Monday, May 09, 2005

Wedding preparations are under way.

The, uhh, fiancée and I are going to check out The Hastings House this weekend. For shits and giggles, I think we're going to check out The Ritz-Carlton too, but I can tell you right now, they're going to laugh me out of that place when I roll up in The 1997, 4-door, 98 horsepower, manual everything, Geo Prizm (mine's white for further emasculation [although that light, sparkly bronze is pretty bad]). How's that?! I just used a bracketed expression inside a parenthetical expression! The grammar gods are going to torture me for an eternity, I just know it.

Anyway, what I want to say is that I love being engaged and I think that I'm really going to like being married. I like seeing Jen's ring on her finger. I like thinking about the years we have ahead. I'm excited about having children and pets and a house and a life together.

In previous relationships, I hated having to compromise, but I really don't feel that way with Jen. I mean of course there are times when I want my way, but it usually works out that those are times that Jen is willing to compromise. It works the same the other way around though, too. Jen will want something a certain way or will want to go do something that I don't really don't want to do, but I realize that doing it will make her happy and that I don't feel that strongly against it, so I compromise. Typically, I end up being fine doing whatever it was I was against doing in the first place anyway.
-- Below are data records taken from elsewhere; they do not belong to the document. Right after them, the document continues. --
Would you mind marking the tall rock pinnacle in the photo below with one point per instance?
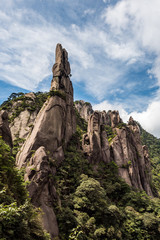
(54, 126)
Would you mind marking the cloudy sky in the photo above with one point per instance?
(113, 46)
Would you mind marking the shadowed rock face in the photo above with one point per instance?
(84, 109)
(53, 128)
(4, 128)
(125, 148)
(21, 125)
(95, 143)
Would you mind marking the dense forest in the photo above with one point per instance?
(91, 204)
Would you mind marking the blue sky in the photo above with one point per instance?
(113, 49)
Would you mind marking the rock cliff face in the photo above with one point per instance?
(53, 128)
(95, 143)
(4, 128)
(84, 109)
(48, 131)
(125, 148)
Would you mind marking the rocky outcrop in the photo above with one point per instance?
(84, 109)
(22, 125)
(95, 144)
(41, 189)
(4, 128)
(125, 148)
(53, 128)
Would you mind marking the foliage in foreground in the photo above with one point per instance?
(153, 145)
(100, 205)
(18, 219)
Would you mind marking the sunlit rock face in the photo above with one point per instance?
(5, 132)
(84, 109)
(125, 149)
(53, 128)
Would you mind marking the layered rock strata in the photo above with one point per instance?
(53, 128)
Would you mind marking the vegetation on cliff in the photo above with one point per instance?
(153, 145)
(18, 218)
(98, 204)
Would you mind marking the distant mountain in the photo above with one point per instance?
(88, 172)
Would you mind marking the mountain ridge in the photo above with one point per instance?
(77, 174)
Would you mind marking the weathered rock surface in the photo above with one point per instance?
(4, 128)
(84, 109)
(53, 128)
(22, 125)
(125, 148)
(95, 143)
(41, 189)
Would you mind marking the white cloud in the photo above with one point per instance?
(149, 119)
(135, 24)
(89, 11)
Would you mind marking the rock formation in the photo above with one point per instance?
(4, 128)
(95, 143)
(21, 125)
(53, 128)
(84, 109)
(125, 148)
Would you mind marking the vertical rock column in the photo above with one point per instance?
(53, 128)
(95, 143)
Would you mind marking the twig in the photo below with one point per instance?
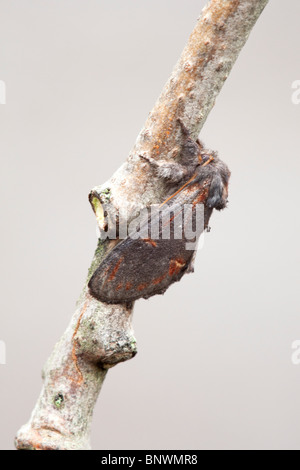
(100, 335)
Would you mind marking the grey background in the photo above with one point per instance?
(214, 367)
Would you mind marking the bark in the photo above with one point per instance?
(100, 335)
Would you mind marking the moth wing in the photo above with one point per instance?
(139, 268)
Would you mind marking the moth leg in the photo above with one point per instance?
(218, 193)
(171, 171)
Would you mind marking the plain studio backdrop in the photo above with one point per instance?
(214, 368)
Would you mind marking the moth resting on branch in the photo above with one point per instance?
(142, 267)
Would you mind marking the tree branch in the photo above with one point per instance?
(100, 335)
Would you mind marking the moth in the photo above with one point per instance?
(140, 267)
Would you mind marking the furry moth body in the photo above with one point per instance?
(142, 267)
Maybe my success with this relationship is the result of growing up, but I think that growing up is really the result of being in a relationship that I want to make work. I can't see myself without Jen. For those of you out there that think that our relationship is really easy, let me tell you somethin'. We met when we were 20 years old. Do you think that's an easy thing to deal with when you're 20? Knowing that you want to be with that other person for the rest of your life? I sure wasn't ready to meet my future wife at 20. I had run halfway around the world to give myself some time to work out who I was and what I was doing and that's where I met Jen. Talk about a kick in the head. It took a while for me to get accustomed to the fact that I needed to be ready for anything and that I couldn't be the selfish prick that we all had come to know and love. But I guess that's just what you do.
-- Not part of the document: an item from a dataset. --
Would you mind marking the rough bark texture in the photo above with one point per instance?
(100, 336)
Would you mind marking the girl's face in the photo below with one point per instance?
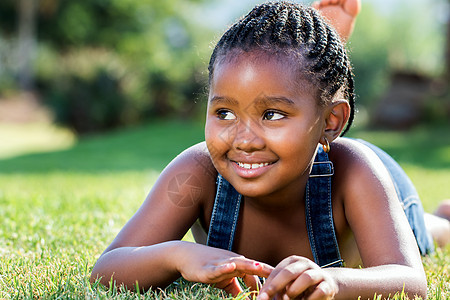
(263, 125)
Anyway, that's my thought for the day.

...

Confession: sometimes, when I'm writing this late at night, I feel a little like Doogie at the end of an episode, when he's writing in his computer diary. Good times, good times.

1 Comments:

Anonymous Anonymous said...

Oh Jeffy poo that made my eyes well up!!! I'm so happy for you and I'm so happy you're happy and I'm happy because you're happy and ahhhh happiness!!!

OKay, but honestly don't ever talk about the 20 thing again cuz that made me freak out a little bit!!!! I'm 20 I don't want to meet that boy yet...no, no ,no, no, no!!!

Anyway, crazy will be leaving you now.

P.s. You just hit super dork status with that Doogie comment. I saw him all freaky on Law and Order though and then he's on that Harold and Kumar movie, but I didn't see it. Okay longest comment ever!! GOod bye!!!!